West African drummer visits Rockland-area schools

Dec 13, 2013
South School students, from left, Max Bonzagni, Oskar Schneider, Justin Callahan, Fiona Hallowell, Chloe Drinkwater, Joshua DeWalt play drums with Sidy Maïga.

Rockland — Sidy Maïga, Malian drummer extraordinaire, visited kindergarten to seventh-grade students in eight Regional School Unit 13 schools during the week of Dec. 3-6.

Maïga came to the Midcoast at the invitation of the World Language Program, which seeks to develop linguistic skills and global awareness in the students of the district. As Thomaston Grammar School sixth-grader Lindsey Luckman wrote in her journal after the visit, “I think it is cool to know someone from somewhere else.” Georges River Education Foundation provided most of the funding for the visits.

Maïga visited two schools in RSU 13 last spring. Those schools were Thomaston Grammar School and St. George School. The workshops and performances he offered last spring were so well received by students and teachers alike that the World Language K-7 team decided to expand to include all kindergarten to seventh-grade students in the district. Last year’s programs were funded by a grant through RSU 13 Adult Education.

Mali is a francophone country in West Africa. Francophone means French-speaking. The visit launches a second trimester focus amongst the older students on the geography and cultures of the 220 million people who comprise the French-speaking world. RSU 13 schools offer French language instruction to kindergarten to seventh-grade students. Students all practiced basic greetings and conversational phrases in French with Maïga.

Maïga talked about the culture of Mali with the students. Thomaston Grammar School sixth-grader Carmyn Pease wrote, “I learned that in Mali people sit in a circle and play drums together. Whoever wants to dance just goes in the middle of the circle and dances.”

Maïga explained that most children start playing when they are little and that drumming is a part of every celebration. He brought 18 djembé with him so that students could try them out. Djembé is one kind of West African drum.

“When there is a new baby, we play drums. When someone is getting married, we play drums. You don’t have to be invited. When you hear the drums you know you are welcome. When there is life there is always hope. Djembé is a celebration of life,” said Maïga.

Maïga is a master djembé player who is based out of Providence, R.I. He is the winner of many awards and fellowships, including the 2011 MacColl Johnson Fellowship in Music Composition and the 2012 Folk Arts Fellowship of Rhode Island State, sponsored by the Rhode Island State Council on the Arts. He performs widely throughout the country and the world.
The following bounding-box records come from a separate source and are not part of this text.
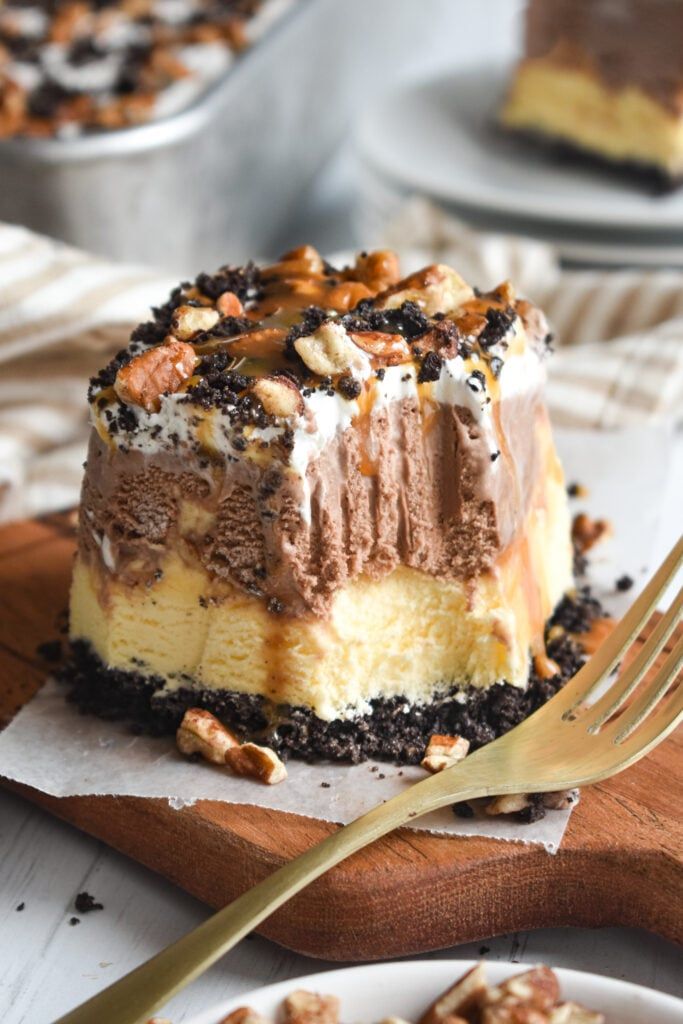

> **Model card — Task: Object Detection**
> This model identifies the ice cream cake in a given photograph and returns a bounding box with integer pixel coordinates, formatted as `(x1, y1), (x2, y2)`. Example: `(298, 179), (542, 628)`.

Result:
(69, 247), (575, 760)
(0, 0), (273, 138)
(502, 0), (683, 183)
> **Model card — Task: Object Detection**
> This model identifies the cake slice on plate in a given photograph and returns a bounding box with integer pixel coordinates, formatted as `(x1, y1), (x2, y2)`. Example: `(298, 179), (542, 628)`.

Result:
(70, 247), (574, 761)
(501, 0), (683, 184)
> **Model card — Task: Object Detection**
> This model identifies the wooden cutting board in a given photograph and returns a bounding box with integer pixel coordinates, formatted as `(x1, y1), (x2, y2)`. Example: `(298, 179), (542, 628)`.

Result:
(0, 514), (683, 961)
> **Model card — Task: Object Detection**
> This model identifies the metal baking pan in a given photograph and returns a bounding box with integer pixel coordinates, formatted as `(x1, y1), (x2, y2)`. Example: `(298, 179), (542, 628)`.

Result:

Music plays a vital role in the education of the young. First, music focuses the mind. The high level of attention needed to play well develops strong habits of work. Second, the rhythms and patterns in music relate strongly to the development of math skills. Maïga reminded the children of the importance of practice in developing mastery of any skill. “If you want to get good at something you have to practice,” he said.